Objective This study examines the subjective experience of living with epilepsy or psychogenic non-epileptic seizures (PNES) by qualitatively analysing patients’ written accounts. Qualitative methodologies can produce fine grained and rich detail, as patients are able to describe, in their own words, what is important to them. Writing is an individual act allowing for private exploration and expression, and has previously been used to reveal insights into the phenomenology of other conditions.
Method Patients were recruited from a United Kingdom hospital and from membership-led organisations for individuals living with seizures. This dataset was collected in the context of a randomised control trial investigating a writing intervention for patients with seizures. The current data was captured by asking patients to handwrite or type: about their very deepest thoughts and feelings about their condition; a letter to their condition; a letter to their younger self; and about a personal value and why it is important to them. Patients were asked to write for at least 20 min per question, at home, in private and on separate days. Questions were used to guide patients towards reflecting on their experiences of living with seizures. The four questions were adapted from the literature investigating writing therapies for clinical populations. All the writings were analysed thematically using a theory and data driven approach.

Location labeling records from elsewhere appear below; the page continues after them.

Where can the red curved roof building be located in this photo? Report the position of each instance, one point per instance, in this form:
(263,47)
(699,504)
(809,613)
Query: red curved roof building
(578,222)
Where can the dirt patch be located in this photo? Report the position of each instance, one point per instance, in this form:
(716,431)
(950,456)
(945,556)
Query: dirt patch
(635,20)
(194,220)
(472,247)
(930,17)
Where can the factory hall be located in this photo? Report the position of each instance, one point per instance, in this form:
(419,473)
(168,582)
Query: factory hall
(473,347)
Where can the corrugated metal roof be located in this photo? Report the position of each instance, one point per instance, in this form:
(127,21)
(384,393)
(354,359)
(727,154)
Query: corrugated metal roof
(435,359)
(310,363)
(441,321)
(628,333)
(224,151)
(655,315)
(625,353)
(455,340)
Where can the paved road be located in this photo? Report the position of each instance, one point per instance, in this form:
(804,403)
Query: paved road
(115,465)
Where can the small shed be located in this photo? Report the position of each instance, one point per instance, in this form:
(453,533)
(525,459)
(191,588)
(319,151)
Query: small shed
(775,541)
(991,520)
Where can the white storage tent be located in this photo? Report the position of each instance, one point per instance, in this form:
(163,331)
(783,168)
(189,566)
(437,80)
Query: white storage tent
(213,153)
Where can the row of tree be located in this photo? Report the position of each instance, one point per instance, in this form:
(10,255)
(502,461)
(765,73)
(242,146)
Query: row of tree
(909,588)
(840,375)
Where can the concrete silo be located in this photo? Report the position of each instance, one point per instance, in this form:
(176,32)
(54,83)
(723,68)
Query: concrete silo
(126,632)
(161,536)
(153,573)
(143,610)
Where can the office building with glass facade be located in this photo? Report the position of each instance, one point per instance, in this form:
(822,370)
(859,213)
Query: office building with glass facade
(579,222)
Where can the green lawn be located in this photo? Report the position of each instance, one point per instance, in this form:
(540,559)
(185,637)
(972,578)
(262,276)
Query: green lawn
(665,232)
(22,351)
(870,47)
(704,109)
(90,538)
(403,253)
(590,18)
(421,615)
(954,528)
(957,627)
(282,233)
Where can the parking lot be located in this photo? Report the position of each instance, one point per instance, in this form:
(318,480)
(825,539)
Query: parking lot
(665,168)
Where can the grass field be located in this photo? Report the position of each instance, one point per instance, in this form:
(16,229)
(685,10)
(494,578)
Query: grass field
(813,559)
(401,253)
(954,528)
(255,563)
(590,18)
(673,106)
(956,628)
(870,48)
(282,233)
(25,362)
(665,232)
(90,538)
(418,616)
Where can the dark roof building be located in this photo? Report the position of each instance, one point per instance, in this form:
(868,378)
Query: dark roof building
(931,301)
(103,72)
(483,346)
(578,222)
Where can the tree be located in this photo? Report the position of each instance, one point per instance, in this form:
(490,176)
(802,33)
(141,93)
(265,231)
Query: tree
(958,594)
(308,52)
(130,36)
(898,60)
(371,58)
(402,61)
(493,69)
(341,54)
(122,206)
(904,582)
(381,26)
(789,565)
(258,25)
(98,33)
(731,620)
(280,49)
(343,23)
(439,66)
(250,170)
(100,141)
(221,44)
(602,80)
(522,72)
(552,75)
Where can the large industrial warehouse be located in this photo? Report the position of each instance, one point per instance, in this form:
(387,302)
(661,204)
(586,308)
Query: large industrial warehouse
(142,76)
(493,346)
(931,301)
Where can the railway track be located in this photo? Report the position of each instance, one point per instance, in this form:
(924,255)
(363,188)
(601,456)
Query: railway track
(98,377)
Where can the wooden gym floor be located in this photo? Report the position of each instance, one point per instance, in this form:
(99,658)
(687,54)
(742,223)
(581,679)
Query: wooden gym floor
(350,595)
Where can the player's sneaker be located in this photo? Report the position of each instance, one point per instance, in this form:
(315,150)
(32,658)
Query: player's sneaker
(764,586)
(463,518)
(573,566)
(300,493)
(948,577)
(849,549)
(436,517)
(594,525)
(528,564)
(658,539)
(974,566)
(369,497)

Results Patients with epilepsy (n=20) and PNES (n=19) were matched on sample size, age, gender, education, quality of life, seizure severity, and words written. In the writings of patients with epilepsy, five key-themes and 22 sub-themes emerged from the data. The five themes reflected experiences of seizure onset, seizure symptoms, treatment and outcome, living with epilepsy, and displays of coping. In patients with PNES, six key-themes and 29 sub-themes emerged. The six themes reflected accounts of: aetiology and development, seizure symptoms, emotions, living with PNES, lack of understanding by themselves, others, and healthcare professionals, and treatment and outcome.
Conclusion Thematic differences were observed between the two conditions. Patients with PNES regularly described their symptoms and how people have reacted to their condition, especially themselves and healthcare professionals. Patients with epilepsy focused on how the condition has affected their lives, in which, they portray themselves as coping and ‘fighting’ to live a ‘normal’ life. The findings from this study add to the growing research applying qualitative methodologies to investigate the phenomenology of epilepsy and PNES. Understanding patients’ experiences can hold diagnostic, treatment and prognostic implications.